Слухом, обретшим внезапную всеохватность, Федя улавливал и звонкие восклицания своих сверстников, и растерянное перешептыванье обычно таких надменных воспитателей, и угрожающее побулькиванье воды, закипевшей в радиаторах огромных и горбоносых автомобилей. Откинув пятнисто-маскировочный капот ближайшего «студебеккера» и попирая крыло машины одной ногой, а вторую вытянув так, словно бы собирался сделать «ласточку», рослый солдат-негр сосредоточенно копался в перегретом моторе. Копался так деловито и обыденно, точно за его необъятной спиной и не существовало вовсе ни открытого, наконец, союзниками второго фронта, ни сделавшегося вдруг карликово-жалким интернатовского двора, ни пытавшейся сохранить даже в такой ситуации полувоенную выправку и независимый вид фрау Эммы.
– Квикли!

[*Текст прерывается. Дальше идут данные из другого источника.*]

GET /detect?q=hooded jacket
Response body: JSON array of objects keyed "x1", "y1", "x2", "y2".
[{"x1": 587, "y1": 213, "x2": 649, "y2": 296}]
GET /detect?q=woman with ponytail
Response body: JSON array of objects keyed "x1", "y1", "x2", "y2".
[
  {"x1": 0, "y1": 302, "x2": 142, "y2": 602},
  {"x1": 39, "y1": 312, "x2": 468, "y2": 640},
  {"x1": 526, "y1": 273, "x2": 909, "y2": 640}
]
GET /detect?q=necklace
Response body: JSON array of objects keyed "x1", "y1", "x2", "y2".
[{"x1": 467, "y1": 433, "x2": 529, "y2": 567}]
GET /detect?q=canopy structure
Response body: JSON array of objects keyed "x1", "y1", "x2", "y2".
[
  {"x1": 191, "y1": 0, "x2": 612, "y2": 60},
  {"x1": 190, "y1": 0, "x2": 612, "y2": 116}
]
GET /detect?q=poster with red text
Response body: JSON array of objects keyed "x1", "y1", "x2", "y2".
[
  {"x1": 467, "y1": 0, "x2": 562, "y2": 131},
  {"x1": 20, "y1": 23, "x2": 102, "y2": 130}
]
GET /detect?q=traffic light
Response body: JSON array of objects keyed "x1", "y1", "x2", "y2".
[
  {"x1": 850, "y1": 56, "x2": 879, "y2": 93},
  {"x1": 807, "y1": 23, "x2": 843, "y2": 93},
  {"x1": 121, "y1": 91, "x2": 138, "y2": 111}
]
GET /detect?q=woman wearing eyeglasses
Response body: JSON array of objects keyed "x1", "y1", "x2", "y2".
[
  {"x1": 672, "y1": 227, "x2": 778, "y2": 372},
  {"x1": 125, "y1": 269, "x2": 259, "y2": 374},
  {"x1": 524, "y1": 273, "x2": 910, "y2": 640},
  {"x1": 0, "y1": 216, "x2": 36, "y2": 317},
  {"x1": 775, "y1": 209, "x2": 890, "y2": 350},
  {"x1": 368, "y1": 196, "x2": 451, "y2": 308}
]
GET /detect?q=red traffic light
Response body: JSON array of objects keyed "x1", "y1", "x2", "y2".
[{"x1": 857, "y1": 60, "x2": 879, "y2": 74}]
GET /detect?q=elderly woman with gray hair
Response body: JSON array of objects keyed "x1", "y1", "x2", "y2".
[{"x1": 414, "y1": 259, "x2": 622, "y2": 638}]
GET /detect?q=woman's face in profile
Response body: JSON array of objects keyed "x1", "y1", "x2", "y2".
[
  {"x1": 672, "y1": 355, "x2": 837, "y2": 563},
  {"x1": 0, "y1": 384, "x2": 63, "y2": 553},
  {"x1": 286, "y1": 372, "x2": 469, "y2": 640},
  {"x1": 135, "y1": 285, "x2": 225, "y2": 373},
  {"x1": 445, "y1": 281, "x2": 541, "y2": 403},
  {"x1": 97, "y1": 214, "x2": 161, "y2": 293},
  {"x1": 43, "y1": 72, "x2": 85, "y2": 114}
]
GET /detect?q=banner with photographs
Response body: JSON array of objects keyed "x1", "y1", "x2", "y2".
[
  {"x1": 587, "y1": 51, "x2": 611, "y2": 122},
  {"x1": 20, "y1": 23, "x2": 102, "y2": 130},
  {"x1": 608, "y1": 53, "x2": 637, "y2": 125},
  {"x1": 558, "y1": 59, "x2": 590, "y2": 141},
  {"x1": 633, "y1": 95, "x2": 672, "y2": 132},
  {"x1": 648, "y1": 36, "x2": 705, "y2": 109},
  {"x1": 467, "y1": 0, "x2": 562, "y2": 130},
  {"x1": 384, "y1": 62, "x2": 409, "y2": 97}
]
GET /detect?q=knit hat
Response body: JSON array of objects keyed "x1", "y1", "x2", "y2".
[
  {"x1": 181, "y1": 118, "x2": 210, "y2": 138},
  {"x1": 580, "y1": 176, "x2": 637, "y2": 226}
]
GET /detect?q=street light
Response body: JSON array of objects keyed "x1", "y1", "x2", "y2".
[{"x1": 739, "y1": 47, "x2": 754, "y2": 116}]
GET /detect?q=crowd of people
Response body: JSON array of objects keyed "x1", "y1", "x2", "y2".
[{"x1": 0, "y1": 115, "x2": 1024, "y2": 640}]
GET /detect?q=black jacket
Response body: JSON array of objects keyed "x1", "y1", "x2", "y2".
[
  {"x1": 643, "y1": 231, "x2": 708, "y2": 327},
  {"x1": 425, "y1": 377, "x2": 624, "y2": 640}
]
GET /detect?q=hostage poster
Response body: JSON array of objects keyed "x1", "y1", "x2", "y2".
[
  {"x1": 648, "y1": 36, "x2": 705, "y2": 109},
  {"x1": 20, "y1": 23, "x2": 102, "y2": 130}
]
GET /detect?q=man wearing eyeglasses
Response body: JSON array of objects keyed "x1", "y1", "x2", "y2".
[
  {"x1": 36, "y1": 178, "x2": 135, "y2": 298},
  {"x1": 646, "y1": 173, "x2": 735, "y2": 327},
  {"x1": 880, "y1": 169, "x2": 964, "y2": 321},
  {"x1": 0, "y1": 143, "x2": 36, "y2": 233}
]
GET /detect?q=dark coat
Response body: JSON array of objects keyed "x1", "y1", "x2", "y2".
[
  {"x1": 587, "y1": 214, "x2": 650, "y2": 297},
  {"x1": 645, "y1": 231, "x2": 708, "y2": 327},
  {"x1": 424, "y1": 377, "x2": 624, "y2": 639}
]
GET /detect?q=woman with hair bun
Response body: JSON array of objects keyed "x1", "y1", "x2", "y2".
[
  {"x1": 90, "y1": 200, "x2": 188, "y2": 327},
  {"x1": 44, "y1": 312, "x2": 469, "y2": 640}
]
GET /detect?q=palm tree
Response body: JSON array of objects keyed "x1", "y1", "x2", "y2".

Квикли!
– Тавай! Тавай! Отчен тавай!
Почему-то именно в те минуты, может, в результате работы памяти по принципу «исходя от противного», вспомнилось Феде, как однажды за селом, еще до войны, метнулись перед ним, грузно пересекая межник, серая огромная дудачиха с подросшим за лето, но еще не поставленным на крыло птенцом. И мальчик, не раздумывая и не глядя себе под ноги, весь во власти мгновенно охватившей его охотничьей страсти, бросился, раскинув руки, ловить закричавшего в испуге дудачонка. Быстрей! Быстрей! Напрасно взрослая птица, стремясь отвлечь на себя внимание человека и делая для этого очередной неширокий круг по траве, вновь и вновь оказывалась на пути преследователя в опасной для себя близости к нему: в конце концов Феде удалось схватить и поднять на руки вытягивавшего шею и отчаянно трепыхавшегося птенца. Быстрей! Быстрей! Быстрей! Мать дудачонка, теперь уже совершенно обезумев, с истошными криками металась вокруг, то и дело подскакивая к человеку почти вплотную, но не угрожающе, а как-то, наоборот, просительно вытягивая при этом длинную шею.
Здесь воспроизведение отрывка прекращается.